Mayne wrote very little pure sf; the Earthfasts sequence, comprising Earthfasts (1966), Cradlefasts (1995) and Candlefasts (2000), is typical in that its sf elements crosshatch with Fantasy readings in a manner that ruthlessly evades any clear generic fix [for Crosshatch see The Encyclopedia of Fantasy under links below; see also Equipoise]. Earthfasts itself is a fine Timeslip tale in which an eighteenth-century drummer boy enters a cave to search for King Arthur's treasure deep Underground, emerging two centuries later from the edge of a hill, where he is befriended by modern youths, one a sceptic who feels impelled to interpret this and other fantastic intrusions in scientific terms. The lad soon disappears backwards through time, but his incursion has shaken the structure of reality in the contemporary world, dizzyingly in the second volume, slightly more reassuringly in the third, where much of the distress proves to have been caused by an entity from the Far Future who has been trapped in our earthfast landscape.
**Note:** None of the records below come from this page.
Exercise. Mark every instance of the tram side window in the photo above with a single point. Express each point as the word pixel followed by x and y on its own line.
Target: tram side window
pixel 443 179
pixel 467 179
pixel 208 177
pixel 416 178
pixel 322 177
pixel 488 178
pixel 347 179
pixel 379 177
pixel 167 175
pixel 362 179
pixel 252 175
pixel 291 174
Along with Earthfasts, two similarly complexly equipoisal tales – A Game of Dark (1971), whose protagonist travels to an Alternate World to kill the Monster whose death allows him to love his monstrous father, and The Jersey Shore (1973), a Timeslip meditation on race and destiny (the text was censored in America to gut it of any reference to the possibility of miscegenation) – constitute perhaps his central achievement.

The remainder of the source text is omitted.